Wilder Westen unter Schweizer Böden
Der Ansturm auf das Erdreich ist mittlerweile auch hierzulande riesig. Rechtlich gesehen handelt es sich aber noch weitgehend um Niemandsland.
Der Leistungsausweis der Schweiz im Untergrund ist rekordverdächtig: Sie hat mit dem Gotthard den zweitlängsten Personentransporttunnel der Welt, ist mit dem LHC-Beschleuniger am Cern Teil des weltweit grössten wissenschaftlichen Experiments unter dem Boden und besitzt ein Labyrinth aus Gängen und Bunkern, durch das die Alpen einem Stück Emmentaler gleichen. Doch während die Schweiz in der unterirdischen Ingenieurskunst brilliert, «wähnt man sich eher im Wilden Westen, was die rechtliche Situation betrifft», meint Olivier Lateltin, Bereichsleiter Landesgeologie bei Swisstopo. «Ein wenig bekanntes und kaum reguliertes Gebiet, in dem manchmal einzig das Gesetz ‹first come, first served› gilt.»

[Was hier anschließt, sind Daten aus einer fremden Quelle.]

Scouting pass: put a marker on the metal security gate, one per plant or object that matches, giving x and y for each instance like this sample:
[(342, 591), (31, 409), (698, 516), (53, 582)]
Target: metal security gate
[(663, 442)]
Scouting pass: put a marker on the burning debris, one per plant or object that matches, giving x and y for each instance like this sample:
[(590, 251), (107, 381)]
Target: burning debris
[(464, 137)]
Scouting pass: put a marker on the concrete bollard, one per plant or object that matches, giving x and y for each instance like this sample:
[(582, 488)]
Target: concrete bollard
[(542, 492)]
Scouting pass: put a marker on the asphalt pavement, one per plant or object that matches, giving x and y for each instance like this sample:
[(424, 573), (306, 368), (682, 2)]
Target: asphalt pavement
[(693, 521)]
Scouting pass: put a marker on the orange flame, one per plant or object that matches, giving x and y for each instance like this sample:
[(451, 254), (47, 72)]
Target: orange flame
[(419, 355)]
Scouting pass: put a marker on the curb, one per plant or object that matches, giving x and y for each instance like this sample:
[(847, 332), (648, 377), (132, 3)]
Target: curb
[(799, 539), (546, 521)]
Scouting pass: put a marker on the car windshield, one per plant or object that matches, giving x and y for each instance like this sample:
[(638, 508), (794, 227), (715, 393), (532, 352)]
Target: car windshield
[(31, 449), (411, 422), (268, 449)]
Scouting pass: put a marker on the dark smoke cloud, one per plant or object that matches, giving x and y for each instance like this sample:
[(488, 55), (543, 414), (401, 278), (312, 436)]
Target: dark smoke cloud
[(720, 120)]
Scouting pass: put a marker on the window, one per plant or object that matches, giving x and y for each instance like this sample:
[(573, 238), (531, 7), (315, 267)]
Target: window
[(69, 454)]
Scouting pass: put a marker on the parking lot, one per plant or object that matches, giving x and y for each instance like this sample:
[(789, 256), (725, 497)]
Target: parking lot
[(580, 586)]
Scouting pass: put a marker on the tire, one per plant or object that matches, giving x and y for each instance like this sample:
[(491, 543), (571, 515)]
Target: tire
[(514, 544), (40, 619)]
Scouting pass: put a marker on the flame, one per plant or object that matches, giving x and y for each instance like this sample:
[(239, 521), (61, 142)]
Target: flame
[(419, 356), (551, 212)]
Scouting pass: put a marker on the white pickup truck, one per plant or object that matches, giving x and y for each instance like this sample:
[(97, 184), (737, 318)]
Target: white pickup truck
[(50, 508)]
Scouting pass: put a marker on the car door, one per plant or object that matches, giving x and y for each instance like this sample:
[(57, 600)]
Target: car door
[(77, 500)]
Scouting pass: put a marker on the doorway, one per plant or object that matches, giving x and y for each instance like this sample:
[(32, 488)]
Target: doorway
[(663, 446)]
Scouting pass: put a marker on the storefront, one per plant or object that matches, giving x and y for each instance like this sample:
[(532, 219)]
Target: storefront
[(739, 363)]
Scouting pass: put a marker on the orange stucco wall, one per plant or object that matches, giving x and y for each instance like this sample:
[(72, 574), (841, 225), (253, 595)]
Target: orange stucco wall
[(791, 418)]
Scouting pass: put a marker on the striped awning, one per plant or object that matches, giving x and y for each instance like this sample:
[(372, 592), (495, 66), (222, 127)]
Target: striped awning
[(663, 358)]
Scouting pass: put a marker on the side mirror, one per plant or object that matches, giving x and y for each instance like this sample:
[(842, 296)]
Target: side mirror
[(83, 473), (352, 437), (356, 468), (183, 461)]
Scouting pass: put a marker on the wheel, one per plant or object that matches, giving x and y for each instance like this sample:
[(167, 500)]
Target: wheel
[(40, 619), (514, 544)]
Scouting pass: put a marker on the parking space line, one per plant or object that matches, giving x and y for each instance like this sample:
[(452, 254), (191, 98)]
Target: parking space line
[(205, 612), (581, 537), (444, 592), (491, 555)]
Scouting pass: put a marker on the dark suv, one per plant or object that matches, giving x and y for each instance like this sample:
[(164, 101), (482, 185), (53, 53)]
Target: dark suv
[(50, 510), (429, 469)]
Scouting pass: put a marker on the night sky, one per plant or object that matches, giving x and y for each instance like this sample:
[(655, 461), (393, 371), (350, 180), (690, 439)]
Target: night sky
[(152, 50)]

Tatsächlich wissen die Behörden meist nicht so genau, was sie unter ihren Füssen verwalten sollen. «Im Gegensatz zu anderen Ländern hat die Schweiz ihre Tiefen erst wenig erforscht, weil keine bedeutenden Erdöllagerstätten entdeckt wurden», erklärt Nathalie Andenmatten, Leiterin des Erdwärme-Programms des Kantons Genf. «Während des Zweiten Weltkriegs etwa untersuchten Frankreich und Deutschland ihren Untergrund insbesondere aus strategischen Gründen, mit dem Ziel einer Energieautarkie.»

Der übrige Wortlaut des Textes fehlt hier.